In a press release, prosecutors said Santos’ relatives and his campaign treasurer, Nancy Marks, falsely claimed to have donated large sums of money to his campaign, saying he was raising more money than he actually had in order to qualify. Aided by the National Party.
Santos and Marks agreed to falsely report at least 10 members of Santos and Marks’ family to the FEC in order to create the public appearance that “his campaign met that funding criteria” for additional Republican funding, otherwise financially viable.
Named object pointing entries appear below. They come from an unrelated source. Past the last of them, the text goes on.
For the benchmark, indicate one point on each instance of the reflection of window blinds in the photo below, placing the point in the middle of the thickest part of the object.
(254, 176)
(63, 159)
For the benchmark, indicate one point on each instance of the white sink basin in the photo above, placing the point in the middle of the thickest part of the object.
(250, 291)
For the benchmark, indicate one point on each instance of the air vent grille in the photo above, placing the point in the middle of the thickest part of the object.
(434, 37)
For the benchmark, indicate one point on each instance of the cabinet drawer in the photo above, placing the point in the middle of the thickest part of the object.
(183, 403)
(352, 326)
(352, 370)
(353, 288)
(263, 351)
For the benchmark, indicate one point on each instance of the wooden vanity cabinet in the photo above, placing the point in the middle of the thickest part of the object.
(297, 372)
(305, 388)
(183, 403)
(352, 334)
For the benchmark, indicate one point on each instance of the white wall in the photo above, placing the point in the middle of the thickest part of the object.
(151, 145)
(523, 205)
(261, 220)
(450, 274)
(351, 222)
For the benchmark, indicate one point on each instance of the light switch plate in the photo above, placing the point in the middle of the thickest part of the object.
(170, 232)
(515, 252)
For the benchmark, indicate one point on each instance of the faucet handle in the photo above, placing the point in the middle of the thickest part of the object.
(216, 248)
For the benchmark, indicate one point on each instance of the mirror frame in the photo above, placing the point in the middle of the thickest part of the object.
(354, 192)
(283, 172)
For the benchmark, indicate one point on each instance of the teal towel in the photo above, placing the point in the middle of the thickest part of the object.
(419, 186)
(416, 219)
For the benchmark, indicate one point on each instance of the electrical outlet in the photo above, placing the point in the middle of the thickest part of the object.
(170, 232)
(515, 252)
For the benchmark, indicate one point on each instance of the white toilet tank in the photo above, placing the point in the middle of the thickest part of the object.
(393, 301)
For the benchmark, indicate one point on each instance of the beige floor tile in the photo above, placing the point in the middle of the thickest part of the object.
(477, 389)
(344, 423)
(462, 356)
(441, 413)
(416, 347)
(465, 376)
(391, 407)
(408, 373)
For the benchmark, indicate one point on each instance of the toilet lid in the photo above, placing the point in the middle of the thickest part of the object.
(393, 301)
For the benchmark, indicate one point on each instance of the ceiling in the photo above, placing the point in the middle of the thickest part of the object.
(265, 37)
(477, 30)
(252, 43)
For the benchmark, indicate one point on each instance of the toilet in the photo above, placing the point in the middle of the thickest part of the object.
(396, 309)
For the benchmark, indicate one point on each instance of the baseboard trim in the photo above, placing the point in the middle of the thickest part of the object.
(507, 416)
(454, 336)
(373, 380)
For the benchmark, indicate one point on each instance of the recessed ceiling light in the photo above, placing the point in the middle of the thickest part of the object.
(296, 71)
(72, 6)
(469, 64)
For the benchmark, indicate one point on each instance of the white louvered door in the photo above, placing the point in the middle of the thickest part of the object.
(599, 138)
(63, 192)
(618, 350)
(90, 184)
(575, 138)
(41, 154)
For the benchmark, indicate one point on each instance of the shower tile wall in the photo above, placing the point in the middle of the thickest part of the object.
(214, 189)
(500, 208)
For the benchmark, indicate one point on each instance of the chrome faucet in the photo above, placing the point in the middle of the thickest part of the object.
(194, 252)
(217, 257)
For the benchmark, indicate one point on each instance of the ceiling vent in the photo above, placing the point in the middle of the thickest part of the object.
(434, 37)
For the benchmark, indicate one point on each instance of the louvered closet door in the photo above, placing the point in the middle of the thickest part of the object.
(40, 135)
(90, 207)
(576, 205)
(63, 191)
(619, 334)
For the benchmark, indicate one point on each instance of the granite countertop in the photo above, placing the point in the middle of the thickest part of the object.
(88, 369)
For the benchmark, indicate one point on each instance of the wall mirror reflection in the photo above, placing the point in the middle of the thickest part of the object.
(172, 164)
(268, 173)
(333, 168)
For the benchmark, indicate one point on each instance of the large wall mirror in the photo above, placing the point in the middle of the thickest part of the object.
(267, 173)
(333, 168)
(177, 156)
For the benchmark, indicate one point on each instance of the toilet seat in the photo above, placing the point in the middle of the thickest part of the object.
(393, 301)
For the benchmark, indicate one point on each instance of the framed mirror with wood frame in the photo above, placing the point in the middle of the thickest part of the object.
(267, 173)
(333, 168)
While both Santos and Marks made substantial financial contributions to the campaign, these individuals did not make the reported contributions or were authorized to include their personal information in such false public statements.”
He is also accused of engaging in a credit card scheme where the campaign repeatedly charged contributors’ credit cards over and above FEC individual contribution limits.
“For example, in December 2021, a contributor (‘contributor’) texted Santos and others to contribute to his campaign, providing billing information for two credit cards,” prosecutors said.
“Within days of receiving the billing information, Santos used credit card information to make multiple contributions to his campaign and affiliated political groups, without the contributor’s knowledge or authorization, in amounts that exceeded applicable contribution limits,” they said.
On another occasion, he “allegedly charged $12,000 to a contributor’s credit card and eventually transferred most of that money to his personal bank account.”
Prosecutors also shed light on a mysterious $500,000 loan Santos said he gave to his campaign, saying it was a bogus loan and that Santos “had less than $8,000 in his personal and business bank accounts.”
In an interview with WABC last year, Santos said the loan and others came from money he “paid myself” through his company, the Devolder system.
Marks admitted to some of the same conduct last week, including allegations of false FEC filings about family members that Santos was accused of filing on Tuesday.
Earlier this year Santos was charged with seven counts of wire fraud, three counts of money laundering, one count of theft of public funds and two counts of making false statements to the US House of Representatives. He is innocent.
The congressman came under scrutiny for the first time before taking office late last year when The New York Times published a bombshell. Investigation Much of his resume appears to be manufactured, he owns numerous properties, was previously employed by Goldman Sachs and Citigroup and graduated from Baruch College.